PMC Copyright notice

Multimodal TBI causes short-term changes in axonal properties

(A) Schematic of the overpressure chamber used to produce multimodal TBI in mice.

(B) Illustration of the experimental setup. Mice were injected with GCaMP6s-axon into their dLGN, and axonal activity from Layer I of V1 was recorded during the presentation of a drifting grating movie, both before and after TBI.

(C) Example image of axons labeled with GCaMP6s-axon (white over black background) overlaid with the segmentation from Suite2P (arbitrary colors to enhance the contrast of individual segments).

(D) Fluorescence traces of 3 example segments (indicated by orange circles in C). Single trials (gray) and averages of five trials (black) are overlaid. 8 grating motion directions are indicated by arrows as shown above the traces.

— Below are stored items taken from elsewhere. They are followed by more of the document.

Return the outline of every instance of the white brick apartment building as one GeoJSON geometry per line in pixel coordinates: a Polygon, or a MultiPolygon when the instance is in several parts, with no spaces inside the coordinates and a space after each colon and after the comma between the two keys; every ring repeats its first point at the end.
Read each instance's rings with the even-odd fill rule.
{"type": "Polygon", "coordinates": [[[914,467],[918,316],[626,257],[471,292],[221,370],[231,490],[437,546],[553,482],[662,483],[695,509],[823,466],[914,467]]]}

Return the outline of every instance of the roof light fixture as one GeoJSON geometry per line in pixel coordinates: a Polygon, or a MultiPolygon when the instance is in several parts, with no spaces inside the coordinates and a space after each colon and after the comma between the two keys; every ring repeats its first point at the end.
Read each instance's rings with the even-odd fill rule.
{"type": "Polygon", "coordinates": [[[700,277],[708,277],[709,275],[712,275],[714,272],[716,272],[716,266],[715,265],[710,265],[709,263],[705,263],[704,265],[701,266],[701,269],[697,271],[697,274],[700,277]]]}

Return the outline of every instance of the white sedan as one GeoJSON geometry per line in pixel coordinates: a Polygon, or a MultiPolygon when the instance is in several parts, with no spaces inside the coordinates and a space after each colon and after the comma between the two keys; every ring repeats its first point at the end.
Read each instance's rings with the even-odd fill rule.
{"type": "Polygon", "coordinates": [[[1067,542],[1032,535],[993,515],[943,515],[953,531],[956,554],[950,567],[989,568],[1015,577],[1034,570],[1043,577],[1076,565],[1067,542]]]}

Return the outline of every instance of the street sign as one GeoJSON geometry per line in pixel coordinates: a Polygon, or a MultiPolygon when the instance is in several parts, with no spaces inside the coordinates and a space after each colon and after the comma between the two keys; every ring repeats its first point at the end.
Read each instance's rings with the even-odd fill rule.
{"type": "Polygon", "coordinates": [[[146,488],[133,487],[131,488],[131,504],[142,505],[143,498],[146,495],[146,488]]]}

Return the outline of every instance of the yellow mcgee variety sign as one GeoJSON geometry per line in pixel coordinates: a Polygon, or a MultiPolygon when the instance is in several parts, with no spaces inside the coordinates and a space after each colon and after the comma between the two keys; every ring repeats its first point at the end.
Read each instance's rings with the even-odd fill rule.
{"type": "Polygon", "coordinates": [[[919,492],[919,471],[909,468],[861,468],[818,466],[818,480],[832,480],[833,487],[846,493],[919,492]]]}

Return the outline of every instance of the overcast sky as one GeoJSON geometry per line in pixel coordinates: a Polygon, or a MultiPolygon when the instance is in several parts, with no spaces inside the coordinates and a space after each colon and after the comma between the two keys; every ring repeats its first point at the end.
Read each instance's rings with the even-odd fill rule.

(E) The model-estimated mean fraction of axonal segments with significant orientation preference (identified by ANOVA with p < 0.01 for each segment’s response to the visual stimulation; individual segment data not shown, see STAR Methods for details) was increased from 16.9% to 34.5% for the TBI group between the last weekly recording before injury and the first recording 3–5 days following the injury. This fraction remained similar in the sham control group (gray; p = 0.003, F-test, for group-by-time interactions; post-hoc time comparisons within each experimental group found a significant increase in the TBI group with Holm-adjusted p = 0.003 but not for the sham control group). &&, p < 0.01 for group-by-time interaction; ∗∗, p < 0.01 for within-group changes; n.s., not significant.

(F) Fluorescence response amplitudes to visual stimulation showed a significant group-by-time interaction (p < 0.0001, F-test) with a significant increase in the model-estimated mean for the TBI group of 67% from their pre-TBI levels (Holm-adjusted p < 0.0001), while the control group showed no significant changes (same FOVs as in E; &&&, p < 0.001 for group-by-time interaction; ∗∗∗, p < 0.001 for within-group changes; n.s., not significant). Within each experimental group, different lines (solid, dotted, and dashed-dotted) show median data from different mice. The thick, solid lines connect the model-estimated mean values, and the error bars show the model-estimated 95% confidence intervals. Figures and models each include 59 measures of 31 FOVs in 6 mice (3 per experimental group).